A few years ago, with the help of a team of investigators, Rabheru led the research on this very subject.  He split his class of psychiatric residents into two teams and taught half of them using traditional didactic methods and the other half using practical methods in the simulation lab on mannequins.  Those who trained with the dummies were allowed to practise their skills for as long as they wanted.  After the teaching was complete, both groups underwent a standardized test that measured three different domains: knowledge, confidence and skills.  The study revealed that while both groups had an equal level of knowledge and confidence, the group that received the simulation-based training had a much higher skill level.  Rabheru said that while none of the traditionally trained residents passed the skills-based station, 100 per cent of the simulation-based cohort passed and actually did very well.  As a result, patients of psychiatrists who received the hands-on training had better outcomes and lower risks of cognitive side effects.

This finding is significant, because it rejects decades of assumptions about ECT training.  It is also particularly worrisome because it points to the fact that many trainees may have graduated from psychiatric residency programs without knowing how to administer ECT safely and effectively.  Patients could potentially be put in harms way if they are treated by a clinician lacking the necessary skills to properly deliver ECT.

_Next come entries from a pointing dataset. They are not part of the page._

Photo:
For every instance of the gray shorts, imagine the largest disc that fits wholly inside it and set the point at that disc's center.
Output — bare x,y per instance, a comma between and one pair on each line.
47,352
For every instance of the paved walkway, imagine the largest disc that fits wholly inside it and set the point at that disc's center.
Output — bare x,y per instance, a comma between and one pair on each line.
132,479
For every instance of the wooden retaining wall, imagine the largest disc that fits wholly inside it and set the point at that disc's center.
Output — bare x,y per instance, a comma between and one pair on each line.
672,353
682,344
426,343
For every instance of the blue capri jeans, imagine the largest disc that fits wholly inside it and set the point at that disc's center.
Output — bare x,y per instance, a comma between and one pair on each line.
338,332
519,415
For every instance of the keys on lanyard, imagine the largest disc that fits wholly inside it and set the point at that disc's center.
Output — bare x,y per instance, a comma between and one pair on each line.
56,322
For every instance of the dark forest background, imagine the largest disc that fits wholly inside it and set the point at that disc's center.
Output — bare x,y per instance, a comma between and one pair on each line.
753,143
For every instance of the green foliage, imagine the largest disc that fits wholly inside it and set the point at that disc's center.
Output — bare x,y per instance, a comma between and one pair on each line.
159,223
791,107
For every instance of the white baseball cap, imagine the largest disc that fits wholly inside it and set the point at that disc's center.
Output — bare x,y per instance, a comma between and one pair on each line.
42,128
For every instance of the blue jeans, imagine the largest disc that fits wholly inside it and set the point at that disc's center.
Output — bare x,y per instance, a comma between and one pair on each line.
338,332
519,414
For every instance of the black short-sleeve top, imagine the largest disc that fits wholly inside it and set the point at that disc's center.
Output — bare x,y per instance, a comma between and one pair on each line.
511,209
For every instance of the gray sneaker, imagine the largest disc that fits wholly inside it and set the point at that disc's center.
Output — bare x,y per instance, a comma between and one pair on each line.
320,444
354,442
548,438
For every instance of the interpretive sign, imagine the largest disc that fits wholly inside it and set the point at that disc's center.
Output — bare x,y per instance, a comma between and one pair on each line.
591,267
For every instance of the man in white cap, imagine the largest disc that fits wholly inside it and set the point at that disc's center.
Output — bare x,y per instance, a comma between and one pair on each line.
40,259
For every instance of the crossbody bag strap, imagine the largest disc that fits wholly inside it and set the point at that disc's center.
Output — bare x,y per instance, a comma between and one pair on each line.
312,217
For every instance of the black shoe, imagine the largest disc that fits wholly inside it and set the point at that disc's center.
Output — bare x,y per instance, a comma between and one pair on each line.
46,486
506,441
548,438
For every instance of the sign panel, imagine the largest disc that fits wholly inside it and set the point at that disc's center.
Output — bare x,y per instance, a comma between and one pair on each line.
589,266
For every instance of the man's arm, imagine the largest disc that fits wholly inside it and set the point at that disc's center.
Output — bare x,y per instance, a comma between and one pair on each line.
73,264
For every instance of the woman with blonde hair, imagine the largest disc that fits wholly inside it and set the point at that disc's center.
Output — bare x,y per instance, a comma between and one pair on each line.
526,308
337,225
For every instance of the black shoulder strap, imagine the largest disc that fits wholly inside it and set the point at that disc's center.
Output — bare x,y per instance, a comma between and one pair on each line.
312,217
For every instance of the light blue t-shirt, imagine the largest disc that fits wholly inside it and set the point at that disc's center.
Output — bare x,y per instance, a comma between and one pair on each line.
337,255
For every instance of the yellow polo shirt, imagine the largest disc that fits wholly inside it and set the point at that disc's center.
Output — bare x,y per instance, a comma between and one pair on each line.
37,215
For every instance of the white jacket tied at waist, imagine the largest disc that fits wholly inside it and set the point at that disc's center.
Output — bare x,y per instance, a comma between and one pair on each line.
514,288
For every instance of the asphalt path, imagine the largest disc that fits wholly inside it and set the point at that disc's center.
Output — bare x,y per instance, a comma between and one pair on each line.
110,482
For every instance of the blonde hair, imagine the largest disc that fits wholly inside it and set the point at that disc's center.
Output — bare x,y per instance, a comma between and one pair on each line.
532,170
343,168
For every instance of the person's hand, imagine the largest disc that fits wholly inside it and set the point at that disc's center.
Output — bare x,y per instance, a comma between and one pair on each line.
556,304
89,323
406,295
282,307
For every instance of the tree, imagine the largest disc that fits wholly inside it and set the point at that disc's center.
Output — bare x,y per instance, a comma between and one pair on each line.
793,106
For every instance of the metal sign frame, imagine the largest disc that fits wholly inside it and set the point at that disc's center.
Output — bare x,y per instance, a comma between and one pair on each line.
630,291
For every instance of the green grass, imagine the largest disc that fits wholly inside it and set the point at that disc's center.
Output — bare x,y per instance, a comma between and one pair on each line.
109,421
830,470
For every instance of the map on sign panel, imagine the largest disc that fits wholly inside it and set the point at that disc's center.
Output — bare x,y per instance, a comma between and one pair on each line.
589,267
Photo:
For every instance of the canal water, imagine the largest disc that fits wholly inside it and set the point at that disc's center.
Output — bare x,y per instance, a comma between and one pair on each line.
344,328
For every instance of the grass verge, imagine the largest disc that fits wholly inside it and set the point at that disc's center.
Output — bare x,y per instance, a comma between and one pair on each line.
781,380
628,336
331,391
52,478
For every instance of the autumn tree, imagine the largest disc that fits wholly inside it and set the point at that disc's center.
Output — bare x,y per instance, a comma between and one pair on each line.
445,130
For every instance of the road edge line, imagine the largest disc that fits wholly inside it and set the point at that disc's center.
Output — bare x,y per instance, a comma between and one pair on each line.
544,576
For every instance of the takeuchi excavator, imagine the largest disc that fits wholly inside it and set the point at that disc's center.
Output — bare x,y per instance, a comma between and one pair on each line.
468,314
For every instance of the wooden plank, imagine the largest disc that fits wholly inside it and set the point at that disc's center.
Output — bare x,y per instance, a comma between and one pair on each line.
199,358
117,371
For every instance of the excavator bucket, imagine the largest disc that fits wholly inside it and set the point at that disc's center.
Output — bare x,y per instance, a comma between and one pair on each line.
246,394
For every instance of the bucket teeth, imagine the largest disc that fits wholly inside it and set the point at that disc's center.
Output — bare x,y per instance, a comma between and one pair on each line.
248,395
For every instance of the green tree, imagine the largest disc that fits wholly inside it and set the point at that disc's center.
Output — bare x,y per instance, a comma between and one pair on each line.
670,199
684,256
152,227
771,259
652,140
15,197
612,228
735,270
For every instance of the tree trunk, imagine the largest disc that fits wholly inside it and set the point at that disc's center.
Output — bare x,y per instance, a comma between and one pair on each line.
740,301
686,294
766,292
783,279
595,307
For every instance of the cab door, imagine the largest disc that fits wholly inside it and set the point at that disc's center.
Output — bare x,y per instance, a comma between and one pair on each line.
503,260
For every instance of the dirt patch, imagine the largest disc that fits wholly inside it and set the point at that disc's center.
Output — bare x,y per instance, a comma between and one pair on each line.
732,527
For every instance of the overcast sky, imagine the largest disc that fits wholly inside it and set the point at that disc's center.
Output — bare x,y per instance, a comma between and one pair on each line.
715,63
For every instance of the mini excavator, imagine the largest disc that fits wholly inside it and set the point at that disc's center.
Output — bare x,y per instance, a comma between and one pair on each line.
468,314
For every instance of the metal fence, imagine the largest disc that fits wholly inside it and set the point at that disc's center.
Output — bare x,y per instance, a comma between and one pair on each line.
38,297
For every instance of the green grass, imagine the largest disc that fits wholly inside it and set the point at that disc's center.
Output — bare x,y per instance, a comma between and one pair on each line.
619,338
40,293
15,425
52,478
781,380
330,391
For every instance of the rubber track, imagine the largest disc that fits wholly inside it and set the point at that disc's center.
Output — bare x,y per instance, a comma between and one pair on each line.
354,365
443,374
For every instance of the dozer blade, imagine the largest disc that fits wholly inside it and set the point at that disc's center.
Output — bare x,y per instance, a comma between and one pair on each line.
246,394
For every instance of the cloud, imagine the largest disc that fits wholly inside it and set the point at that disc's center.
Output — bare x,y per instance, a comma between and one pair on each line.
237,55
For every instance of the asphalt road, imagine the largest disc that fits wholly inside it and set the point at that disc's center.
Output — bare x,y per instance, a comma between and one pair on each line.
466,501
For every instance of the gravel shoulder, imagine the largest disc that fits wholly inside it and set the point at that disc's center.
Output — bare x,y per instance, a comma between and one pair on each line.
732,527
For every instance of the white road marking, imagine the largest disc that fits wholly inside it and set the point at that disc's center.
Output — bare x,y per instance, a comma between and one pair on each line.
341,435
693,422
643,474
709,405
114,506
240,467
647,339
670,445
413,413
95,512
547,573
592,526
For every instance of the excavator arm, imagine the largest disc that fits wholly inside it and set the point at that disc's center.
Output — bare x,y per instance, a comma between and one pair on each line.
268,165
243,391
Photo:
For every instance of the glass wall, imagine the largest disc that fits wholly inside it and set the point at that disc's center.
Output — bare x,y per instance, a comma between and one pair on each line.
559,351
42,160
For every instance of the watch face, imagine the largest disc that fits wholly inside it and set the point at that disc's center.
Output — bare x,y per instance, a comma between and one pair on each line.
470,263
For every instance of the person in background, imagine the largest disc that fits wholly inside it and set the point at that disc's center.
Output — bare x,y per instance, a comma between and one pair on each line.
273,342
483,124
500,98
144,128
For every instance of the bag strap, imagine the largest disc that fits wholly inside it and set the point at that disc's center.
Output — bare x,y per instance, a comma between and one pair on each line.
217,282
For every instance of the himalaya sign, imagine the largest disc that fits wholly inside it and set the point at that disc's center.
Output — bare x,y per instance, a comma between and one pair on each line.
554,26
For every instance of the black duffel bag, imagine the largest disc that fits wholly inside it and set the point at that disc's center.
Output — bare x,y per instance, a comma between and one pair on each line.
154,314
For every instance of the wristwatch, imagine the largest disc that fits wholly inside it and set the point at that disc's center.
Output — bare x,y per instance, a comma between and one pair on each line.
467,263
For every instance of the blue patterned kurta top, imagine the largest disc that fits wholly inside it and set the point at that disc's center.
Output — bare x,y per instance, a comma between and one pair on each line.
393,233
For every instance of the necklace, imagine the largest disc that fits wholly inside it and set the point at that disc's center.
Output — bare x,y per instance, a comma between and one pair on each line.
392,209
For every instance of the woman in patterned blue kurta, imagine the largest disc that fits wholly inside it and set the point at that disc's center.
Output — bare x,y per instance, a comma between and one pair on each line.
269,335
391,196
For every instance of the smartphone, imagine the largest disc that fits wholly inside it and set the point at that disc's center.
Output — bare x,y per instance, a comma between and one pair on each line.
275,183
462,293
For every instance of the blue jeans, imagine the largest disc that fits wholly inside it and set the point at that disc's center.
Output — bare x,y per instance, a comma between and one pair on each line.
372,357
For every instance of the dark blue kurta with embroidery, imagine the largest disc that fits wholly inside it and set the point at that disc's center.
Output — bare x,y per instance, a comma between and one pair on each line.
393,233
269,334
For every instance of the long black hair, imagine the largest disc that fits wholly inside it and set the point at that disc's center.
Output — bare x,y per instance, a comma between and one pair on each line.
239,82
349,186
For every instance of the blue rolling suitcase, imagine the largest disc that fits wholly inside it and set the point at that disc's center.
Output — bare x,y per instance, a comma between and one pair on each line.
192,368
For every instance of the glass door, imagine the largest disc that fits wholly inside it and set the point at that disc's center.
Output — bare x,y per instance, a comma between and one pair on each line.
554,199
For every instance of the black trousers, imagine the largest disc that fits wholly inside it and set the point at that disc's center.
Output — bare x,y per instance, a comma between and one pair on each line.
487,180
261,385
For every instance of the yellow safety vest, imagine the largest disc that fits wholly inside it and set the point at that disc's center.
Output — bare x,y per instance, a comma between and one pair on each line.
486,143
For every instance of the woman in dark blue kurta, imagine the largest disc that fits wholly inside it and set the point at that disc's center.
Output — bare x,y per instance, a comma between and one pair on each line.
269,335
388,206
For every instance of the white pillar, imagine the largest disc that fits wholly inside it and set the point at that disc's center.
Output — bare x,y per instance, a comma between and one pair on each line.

“For the first time, we were able to demonstrate that simulation-based training actually has a huge effect on the level of skills, which makes total sense when you think about it,” said Rabheru.  “It was nice to see it being demonstrated in a proper scientific trial.”

Rabheru said he’s hopeful that the new training guidelines will encourage other hospitals around Canada and the world to open their own ECT simulation centres and embrace hands-on training.

“People across North America are looking at how to replicate our SIM lab,” he said. “There’s a high level of interest in this type of training.”